Il suono nitido e piacevole prodotto dalla puntina in diamante dei giradischi, nella riproduzione di questi ultimi, sembra colpire a affascinare anche le generazioni moderne.
Era stato abbandonato per dare spazio alla musica digitale, che può essere ascoltata tramite radio, smartphone , computer ed è molto più facile da recuperare, a differenza dei grandissimi e costosi dischi.

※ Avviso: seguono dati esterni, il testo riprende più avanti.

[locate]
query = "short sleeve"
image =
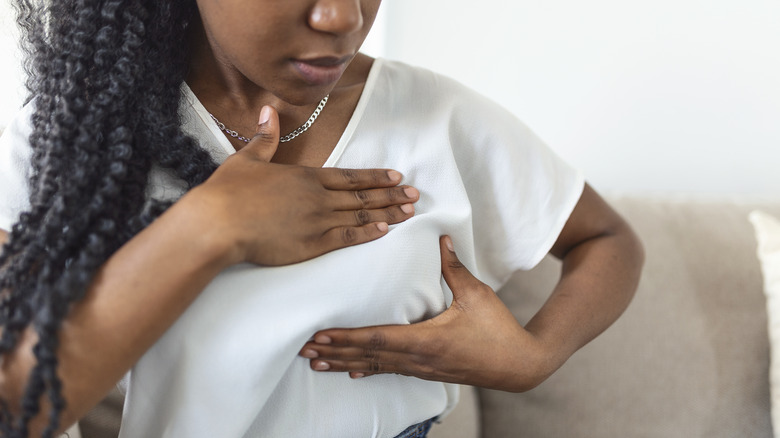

Di certo, i dischi di vinile non sono adatti alle esigenze dei ragazzi di oggi, perchè hanno bisogno di un giradischi per essere riprodotti, a differenza della musica scaricata sugli apparecchi digitali, che può essere ascoltata durante tutte le ore della giornata, e ci può accompagnare nella maggior parte delle situazioni.
Sarebbe bello, però, possedere un giradischi ed essere muniti di una grande varia libreria musicale, per ascoltare buona musica e per ricordare il passato.